The 18th National Congress will mark the beginning of a vast transition process. 2270 of China's elite - state leaders, ministers, top military generals, provincial governors, mayors of major cities, managers of large state-owned enterprise, and state bankers - will meet to appoint 370 members to the Central Committee, out of these 370 roughly nine will be elected to the Politburo Standing Committee - the country's top political body. Roughly two-thirds of the Central Committee will change hands and it is speculated that seven out of nine members of the Politburo Standing Committee will be replaced, including president Hu Jintao and prime minister Wen Jiabao.
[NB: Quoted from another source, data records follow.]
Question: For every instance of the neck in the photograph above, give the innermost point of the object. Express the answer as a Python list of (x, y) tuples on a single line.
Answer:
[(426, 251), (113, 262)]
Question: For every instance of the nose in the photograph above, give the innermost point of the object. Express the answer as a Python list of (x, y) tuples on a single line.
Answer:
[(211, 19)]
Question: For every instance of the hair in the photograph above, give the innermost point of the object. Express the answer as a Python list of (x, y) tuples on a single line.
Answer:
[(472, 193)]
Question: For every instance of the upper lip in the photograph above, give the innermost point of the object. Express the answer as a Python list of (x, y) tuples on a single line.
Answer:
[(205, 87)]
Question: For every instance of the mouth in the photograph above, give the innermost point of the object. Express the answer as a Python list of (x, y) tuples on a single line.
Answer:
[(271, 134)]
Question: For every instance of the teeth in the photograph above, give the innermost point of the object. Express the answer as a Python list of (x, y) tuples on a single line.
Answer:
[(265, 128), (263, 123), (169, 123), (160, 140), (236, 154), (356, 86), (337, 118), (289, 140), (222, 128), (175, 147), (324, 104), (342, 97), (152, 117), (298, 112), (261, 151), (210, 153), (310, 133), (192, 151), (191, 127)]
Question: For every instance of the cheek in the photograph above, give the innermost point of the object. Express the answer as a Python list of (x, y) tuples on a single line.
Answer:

What will happen throughout the week-long process, besides allocating members into various positions of government, will be to formulate policy reform and set out specific goals, missions and guidelines for future development. In short, these decisions will determine the make-up and orientation of China into a decade which will only see them grow as a more prevalent economic and military global leader.

The recent pace taken off China's economic growth is starting to reveal the stresses of a government that, in recent history, has placed a lot of emphasis on economic prosperity. A burgeoning middle class, an environment pushed to its utmost limit, a party in the midst of corruption and scandal, disputed land coupled with rising tensions over national sovereignty, and a country that is ever more increasingly connected through the internet is proving to test the integrity of the party. This has led state media and academics to believe that stalled reform is now the most imperative issue facing the Chinese leadership.

Granted, it is foreseeable that this power transition is likely to install new leaders into the Politburo that are younger and are more likely to be warm towards reform. Many have studied overseas and have more experience abroad and they are more likely to have studied subjects such as law rather than engineering. However, political reform is unlikely. If the Politburo were to take steps towards a democracy, the government would lose the will of their people. The party would, in effect, cease to function as the backbone of the state - something that has held China's rise together

Confucian values such as hierarchal structure and moral and law are embedded in the organs of China's political machine. Yes, Chinese culture has evolved considerably in recent times but group consciousness and respect for those is position remain strong as ever in the ethos of most Chinese. Given the sheer size and massive population of China, undoing these structures towards a more liberal democracy would prove, I dare say, insurmountable.

Industrialisation, which has opened the gap between rich and poor, perhaps suggest another impediment to real action being taken towards political reform during the 18th National Congress. Uneven development has harboured resentment amongst the poor towards the promise of liberal globalisation and the ideals that govern it. Once again, China's geographical and population size highlight the disparity amongst those, the minority, enjoying the benefits that a modern industrialised economy are bringing to their country and those, the majority, who are not.

As China becomes ever more immersed into the global political economy over the next decade they will undoubtedly feel the strains pulling at them from both sides. It will be a difficult balancing act for the new leadership. On one hand, social unrest and inequality are sure to remain a point of contention. It can be assured that the new era will usher in a more informed and connected populace. The other, will see the party reluctantly handle the mantle of greater global leadership in the face of a growing economy and regional hegemony.

How China's new generation of leaders tackle the issues at hand, will no doubt give a clear indication to world leaders, scholars and pundits whether or not this will indeed be China's century.